Speciation Rates and Conotoxin Gene Diversity
Contrary to expectations based on macroevolutionary theory, we were unable to detect any relationship between speciation rates and conotoxin gene diversity across all trait-dependent diversification analyses (Fig. 1 and Supplementary Fig. S11 available on Dryad and Table 1). Our BAMM analyses found only minimal levels of diversification rate heterogeneity (at minimum, one shift, Fig. 1 and Supplementary Figs. S10 and S11 available on Dryad), leading to low power to correlate speciation rates with conotoxin gene diversity.
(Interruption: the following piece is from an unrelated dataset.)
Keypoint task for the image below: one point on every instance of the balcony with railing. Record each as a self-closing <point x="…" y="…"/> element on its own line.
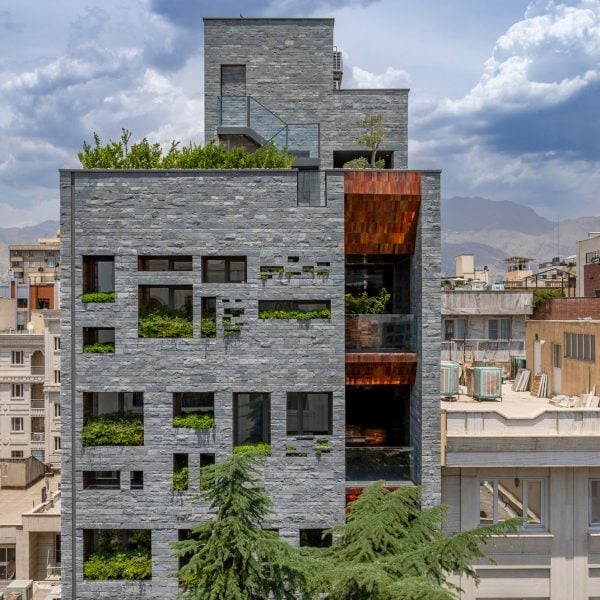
<point x="368" y="464"/>
<point x="244" y="115"/>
Recent work suggests that BAMM tends to underestimate diversification rate heterogeneity in phylogenies, potentially masking true signals in our data (Meyer et al. 2018). However, even when performing the analyses with BiSSE, a method in recent years that has become the subject of criticism due to high false positive rates (Rabosky and Goldberg 2017a, 2017b), our analyses did not detect an impact of conotoxin gene diversity on diversification rates (Table 1).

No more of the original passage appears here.